I am really excited to be at PNNL – there has been a queue of people wanting to talk about semantic data. We go over the fundamentals – if there are N ontologists in a room there are > N^2 fights. Ontologies are very close to people’s souls – they have developed their world models over years and they are similar but slightly different from everyone else’s. So we agree to keep things simple – and that’s feasible in down-to-earth physical science.
We are starting with two areas where data needs to be captured and searched (NMR spectra and Compchem). Here’s compchem
We’re using NWChem – IMO the world’s leading Open source computational chemistry (QC) code and arguably the leading one anyway. (It’s difficult to tell because the closed source ones don’t all allow benchmarks.) So NWChem is the centre. Traditionally it takes input (pink) and produces output (pink) , the point being that this is often done by hand. Some codes have GUI stuff and there’s also quite a lot of contributions from the Blue Obelisk. But what you are looking at is a leap beyond that – Quixote, dictionaries and Chempound. All, of course, Open. (Which makes it easy for any others who wish to interoperate rather than compete).
The problem with hand created input is it doesn’t scale, is desperately tedious, there are frequent human errors, little machine validation of quality, etc. We can fix all that by using Chemical Markup Language (blue). The job itself is described as a product of about 6 axes:
- Molecule. (this can also mean crystal or other extended phase). There are many legacy formats, and we can convert them all into CML
- Commands. There are a relatively common set of things we want to do. Optimisation, calculation of properties, etc.

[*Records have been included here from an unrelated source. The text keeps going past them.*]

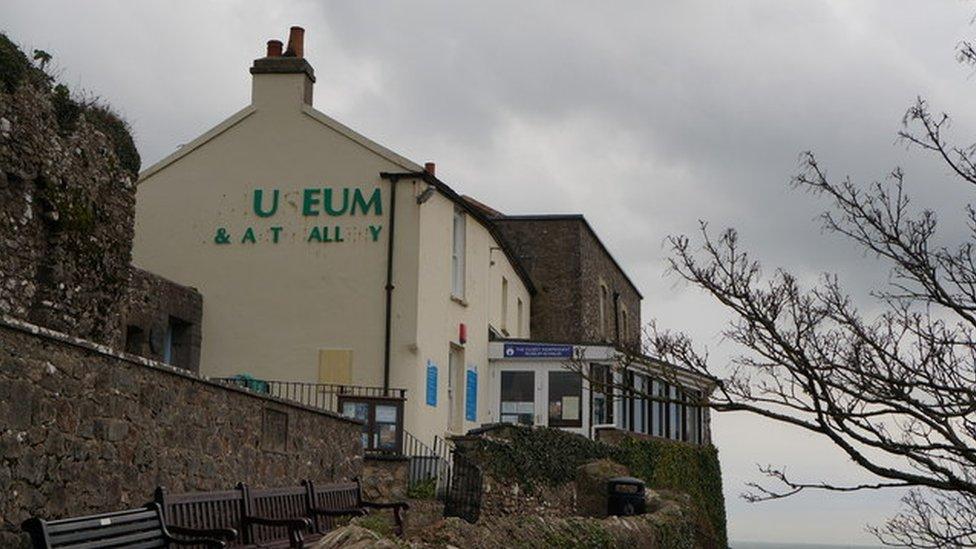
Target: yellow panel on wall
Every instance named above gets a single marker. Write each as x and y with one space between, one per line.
335 366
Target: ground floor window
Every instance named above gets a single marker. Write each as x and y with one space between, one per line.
565 399
382 428
518 398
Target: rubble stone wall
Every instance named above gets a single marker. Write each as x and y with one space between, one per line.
85 429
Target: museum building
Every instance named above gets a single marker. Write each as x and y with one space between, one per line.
332 267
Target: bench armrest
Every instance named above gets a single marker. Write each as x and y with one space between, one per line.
228 534
353 512
209 542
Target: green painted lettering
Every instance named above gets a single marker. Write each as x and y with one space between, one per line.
259 199
310 201
222 236
327 202
315 235
375 202
248 236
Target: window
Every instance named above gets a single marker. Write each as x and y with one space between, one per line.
693 418
518 318
623 325
601 392
565 397
640 404
457 255
455 389
176 343
518 398
504 305
658 409
603 311
382 423
675 414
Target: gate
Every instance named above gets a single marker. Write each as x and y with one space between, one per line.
462 498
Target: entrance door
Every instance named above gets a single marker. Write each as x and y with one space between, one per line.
518 397
455 390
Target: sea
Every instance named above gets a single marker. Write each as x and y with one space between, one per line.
774 545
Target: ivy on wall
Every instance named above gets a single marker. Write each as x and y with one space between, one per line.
539 457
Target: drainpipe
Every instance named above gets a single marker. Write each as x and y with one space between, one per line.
393 178
616 317
389 285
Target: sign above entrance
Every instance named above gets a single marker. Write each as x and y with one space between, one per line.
538 350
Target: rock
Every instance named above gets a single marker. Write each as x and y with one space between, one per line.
591 485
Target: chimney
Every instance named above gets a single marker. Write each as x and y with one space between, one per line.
296 42
283 78
274 48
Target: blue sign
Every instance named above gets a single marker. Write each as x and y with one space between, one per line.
471 396
538 350
431 383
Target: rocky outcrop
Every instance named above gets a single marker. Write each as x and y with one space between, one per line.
66 206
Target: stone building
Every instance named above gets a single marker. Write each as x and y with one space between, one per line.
583 294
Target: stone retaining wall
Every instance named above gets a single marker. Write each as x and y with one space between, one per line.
85 429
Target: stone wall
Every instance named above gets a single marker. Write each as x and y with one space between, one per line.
567 264
84 429
158 309
66 207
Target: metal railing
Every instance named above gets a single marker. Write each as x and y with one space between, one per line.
325 396
375 406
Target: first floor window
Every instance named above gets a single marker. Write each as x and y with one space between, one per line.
565 396
381 423
518 398
601 390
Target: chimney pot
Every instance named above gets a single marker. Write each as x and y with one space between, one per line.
274 48
296 42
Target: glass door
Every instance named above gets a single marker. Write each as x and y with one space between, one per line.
517 397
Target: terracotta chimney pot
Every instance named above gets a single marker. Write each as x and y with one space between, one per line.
296 42
274 48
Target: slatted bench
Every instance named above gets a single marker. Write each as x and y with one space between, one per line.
346 498
135 528
289 516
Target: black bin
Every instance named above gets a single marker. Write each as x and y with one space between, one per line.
625 496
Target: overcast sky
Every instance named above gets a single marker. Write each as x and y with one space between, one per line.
644 116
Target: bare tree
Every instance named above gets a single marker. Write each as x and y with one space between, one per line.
895 391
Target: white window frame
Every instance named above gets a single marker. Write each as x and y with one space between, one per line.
458 253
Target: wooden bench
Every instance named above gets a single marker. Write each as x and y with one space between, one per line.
214 514
135 528
289 516
346 498
273 517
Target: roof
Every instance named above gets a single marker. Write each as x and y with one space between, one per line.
573 217
477 213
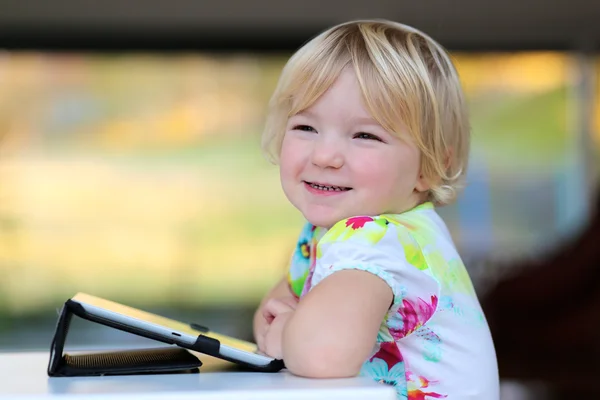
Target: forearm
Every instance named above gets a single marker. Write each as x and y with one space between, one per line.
313 348
281 289
331 333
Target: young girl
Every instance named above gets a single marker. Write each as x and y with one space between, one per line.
369 127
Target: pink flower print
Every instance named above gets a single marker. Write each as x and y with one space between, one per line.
418 394
415 386
358 222
388 352
413 316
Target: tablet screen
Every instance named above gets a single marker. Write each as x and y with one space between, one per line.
168 323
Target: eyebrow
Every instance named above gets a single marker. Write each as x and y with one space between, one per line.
358 121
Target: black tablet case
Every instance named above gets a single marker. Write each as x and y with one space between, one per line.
141 361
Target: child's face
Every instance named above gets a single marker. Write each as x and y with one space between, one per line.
337 162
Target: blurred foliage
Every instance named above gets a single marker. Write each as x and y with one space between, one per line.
140 178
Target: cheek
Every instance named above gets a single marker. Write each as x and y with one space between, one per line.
288 159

- Basis sets. PNNL is the world leader as it produces the popular and valuable Open Basis Set Exchange BSE. Basis sets describe the atomic orbitals that we shall use to create the molecular orbitals. (don’t switch off, it gets easier)
- Methods and functionals. In simple terms how we set up Schroedinger’s equation to calculate the energy of the molecule.
- Physical Parameters. What pressure, temperature, electric field etc. to we wish to impose?
- “environment”. The local stuff about who ran the job, when, how and on what machine
Generally we can mix and match any of these (and that’s called a parameter sweep. We might have a fixed protocol and wish to apply it to 10,000 molecules. Or we might wish to take just a few molecules and try 50 basis sets (to see which gives the best agreement with experimental measurements. Or to step through a series of pressures, maybe modelling the earth’s crust.
The parameters are abstractions and independent of the program syntax. In principle they can be used with any of the main programs. The framework means that chemists don’t have to worry about the syntax. So Quixote will generate all the CML input files. These are then converted by templates (automatically) to program input (in the future we’ll use CML directly).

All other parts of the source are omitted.